Sir Charles S. Chaplin
Laureate Erasmus Prize 1965
In 1965 the Erasmus Prize was shared by Charles Chaplin and Ingmar Bergman, representing the early years of cinema and the current art of film. Chaplin was awarded the Erasmus Prize for his extensive and universally appreciated oeuvre, which made a great contribution to the development of the cinema from an industry into an art. All his films are marked by their masterly poetic blend of seriousness, humour, and strong social compassion.
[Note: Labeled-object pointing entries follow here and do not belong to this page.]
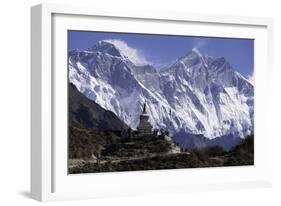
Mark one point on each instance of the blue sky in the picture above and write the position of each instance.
(162, 50)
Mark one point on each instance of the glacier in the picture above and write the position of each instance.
(198, 95)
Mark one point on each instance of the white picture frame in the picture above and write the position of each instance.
(49, 181)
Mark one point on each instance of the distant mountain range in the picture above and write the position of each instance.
(199, 99)
(85, 113)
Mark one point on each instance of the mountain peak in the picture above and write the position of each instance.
(106, 47)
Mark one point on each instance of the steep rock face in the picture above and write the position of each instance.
(84, 113)
(198, 94)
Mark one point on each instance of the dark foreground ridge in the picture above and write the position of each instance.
(92, 151)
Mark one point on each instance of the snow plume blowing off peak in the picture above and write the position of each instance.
(134, 55)
(198, 95)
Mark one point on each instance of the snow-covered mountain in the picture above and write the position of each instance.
(198, 94)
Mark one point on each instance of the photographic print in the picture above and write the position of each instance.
(150, 102)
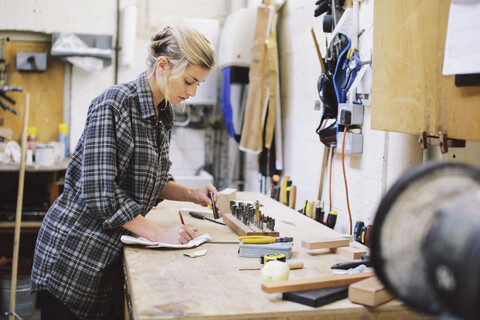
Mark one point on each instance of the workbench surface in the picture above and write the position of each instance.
(165, 284)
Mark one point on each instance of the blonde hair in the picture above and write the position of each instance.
(183, 46)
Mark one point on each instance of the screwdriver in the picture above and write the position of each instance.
(202, 217)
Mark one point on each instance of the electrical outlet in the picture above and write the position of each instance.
(353, 142)
(350, 113)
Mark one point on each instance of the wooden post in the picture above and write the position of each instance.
(18, 217)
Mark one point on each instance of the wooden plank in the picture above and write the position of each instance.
(257, 99)
(207, 212)
(326, 243)
(369, 292)
(314, 283)
(409, 92)
(224, 198)
(242, 230)
(211, 287)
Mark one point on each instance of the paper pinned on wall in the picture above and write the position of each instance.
(462, 45)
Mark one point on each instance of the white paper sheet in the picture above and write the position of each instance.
(462, 44)
(149, 244)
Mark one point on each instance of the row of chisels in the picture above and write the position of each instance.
(250, 214)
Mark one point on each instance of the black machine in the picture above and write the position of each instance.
(425, 244)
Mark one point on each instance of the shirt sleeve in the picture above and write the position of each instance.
(105, 135)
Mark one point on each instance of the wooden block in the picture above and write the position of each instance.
(314, 283)
(326, 243)
(350, 252)
(369, 292)
(224, 198)
(207, 212)
(242, 230)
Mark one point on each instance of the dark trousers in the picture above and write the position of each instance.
(53, 309)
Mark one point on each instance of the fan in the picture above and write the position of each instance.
(425, 243)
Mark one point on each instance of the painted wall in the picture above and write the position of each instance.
(100, 17)
(386, 155)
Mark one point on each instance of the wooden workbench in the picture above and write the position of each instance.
(165, 284)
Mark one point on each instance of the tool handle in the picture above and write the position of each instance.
(295, 264)
(197, 215)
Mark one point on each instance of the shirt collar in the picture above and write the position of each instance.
(147, 106)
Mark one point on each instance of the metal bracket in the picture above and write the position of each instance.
(443, 142)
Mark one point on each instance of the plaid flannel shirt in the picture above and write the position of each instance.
(118, 169)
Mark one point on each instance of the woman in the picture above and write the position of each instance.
(118, 172)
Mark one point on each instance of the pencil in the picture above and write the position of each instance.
(181, 217)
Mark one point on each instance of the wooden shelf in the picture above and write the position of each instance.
(26, 226)
(12, 167)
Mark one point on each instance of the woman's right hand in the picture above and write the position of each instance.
(175, 234)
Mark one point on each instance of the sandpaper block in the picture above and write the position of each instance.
(317, 297)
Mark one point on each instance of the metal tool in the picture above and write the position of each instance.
(353, 264)
(292, 264)
(257, 239)
(202, 217)
(214, 207)
(264, 239)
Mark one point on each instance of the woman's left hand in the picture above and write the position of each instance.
(202, 195)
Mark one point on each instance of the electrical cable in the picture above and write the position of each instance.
(345, 176)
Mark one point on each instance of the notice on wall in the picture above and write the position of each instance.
(462, 45)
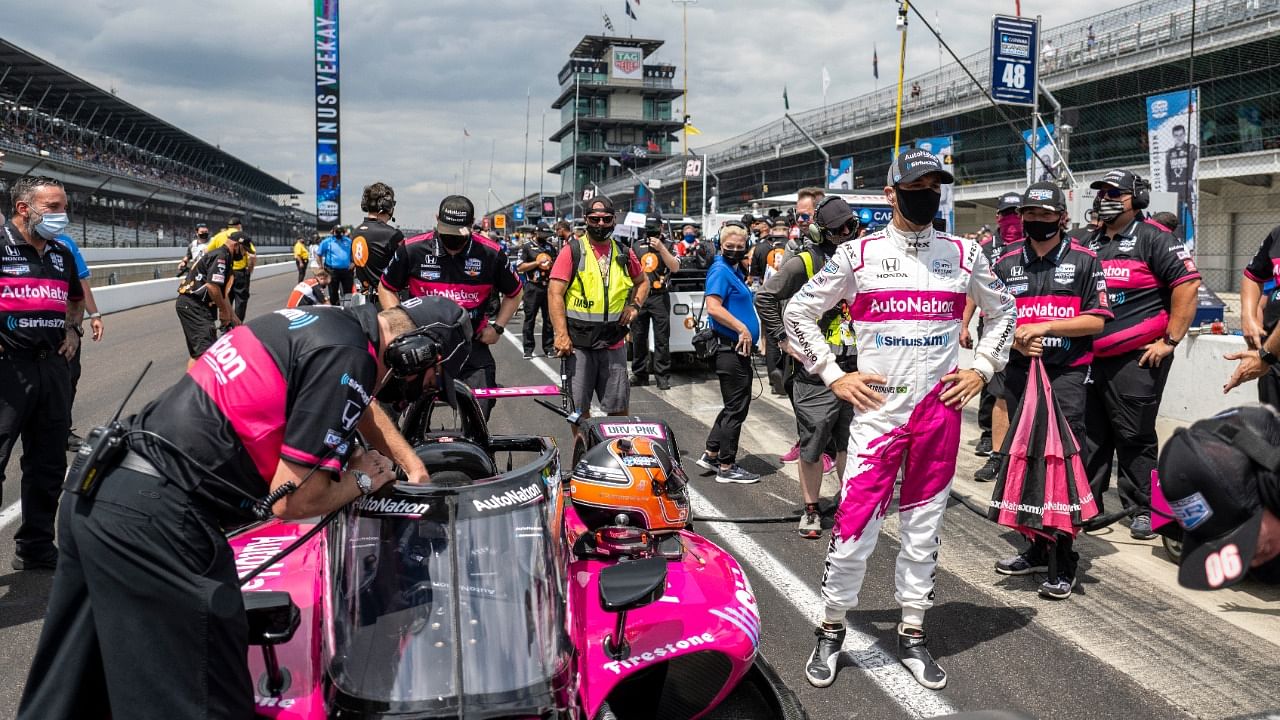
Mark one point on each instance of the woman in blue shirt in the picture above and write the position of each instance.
(730, 304)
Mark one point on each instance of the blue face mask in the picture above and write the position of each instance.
(51, 224)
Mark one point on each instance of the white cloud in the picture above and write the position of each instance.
(240, 73)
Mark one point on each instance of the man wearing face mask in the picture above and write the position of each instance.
(597, 290)
(374, 240)
(452, 263)
(1061, 302)
(1152, 283)
(906, 288)
(277, 405)
(42, 302)
(1009, 229)
(822, 419)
Charles Spencer Chaplin was born in England in 1889, the son of theatre and variety artists. At an early age, he appeared on the stage in London and went on tour in Europe. In 1910 he left for the USA, where he founded his own studio. Chaplin was the scriptwriter, director, leading actor, and often also the composer, of almost all his films. He left the USA in 1952 as a result of the political climate (McCarthyism), and settled in Switzerland, where he died in 1977.
Sir Charles Chaplin became world famous for his creation of Charlie the Tramp, the vulnerable little man who struggles to survive in the world of money and power. He always remained the representative of the delicate balance of collective and individual values, of the absolute and the relative, the serious message and comic relief. His most influential silent films include The Kid (1921), The Gold Rush (1925), and City Lights (1931), and some of his most prominent spoken films are: Modern Times (1936), The Great Dictator (1940), Monsieur Verdoux (1947) and Limelight (1952).
Charles Chaplin devoted most of his prize to the Emmaus Community of Abbé Pierre. The then Chairman of the Praemium Erasmianum Foundation, A. Engel, presented a sum of money to the Abbé Pierre at the headquarters of the community, situated in the small Dutch town of Haarzuilens. The rest of the money was made available to the Netherlands Film Academy, to make a film about international children’s theatre.